A common concern among IT admins has been the visibility into the registration status of devices using Secure Enclave-based storage. Historically, this information was accessible via the login keychain, but with the move to Secure Enclave, direct access is no longer possible. To address this, Jamf is introducing a significant enhancement in the upcoming Jamf Pro 11.21.1 release: a new verb that will allow administrators to directly query the registration status for devices utilizing the Secure Enclave. This feature was a frequent request from the community, recognizing the need for clear visibility into a device's compliance and registration state for effective troubleshooting and auditing.

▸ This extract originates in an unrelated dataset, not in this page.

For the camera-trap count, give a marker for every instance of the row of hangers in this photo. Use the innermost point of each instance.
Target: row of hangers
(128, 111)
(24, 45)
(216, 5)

These attributes will enable administrators to immediately leverage this new capability, offering a reliable way to confirm that a device has successfully registered its hardware-backed identity and that its compliance state has been accurately reported to Microsoft Entra ID. This improved visibility ensures that IT teams can confidently manage Conditional Access policies and maintain a robust security posture across their macOS fleet.

Key takeaways

• The partnership between Jamf and Microsoft delivers a more secure and streamlined approach to macOS management and Conditional Access.

• By integrating Jamf Pro with Microsoft Entra ID and leveraging Platform SSO, organizations can achieve a true passwordless, zero-trust environment.

• This evolution enhances security by tying device identity to hardware via the Secure Enclave, simplifies the user experience by eliminating repetitive logins, and provides administrators with the flexible tools needed for modern deployment and management.

• These advancements are crucial for IT and Mac admins managing Apple devices in an enterprise setting.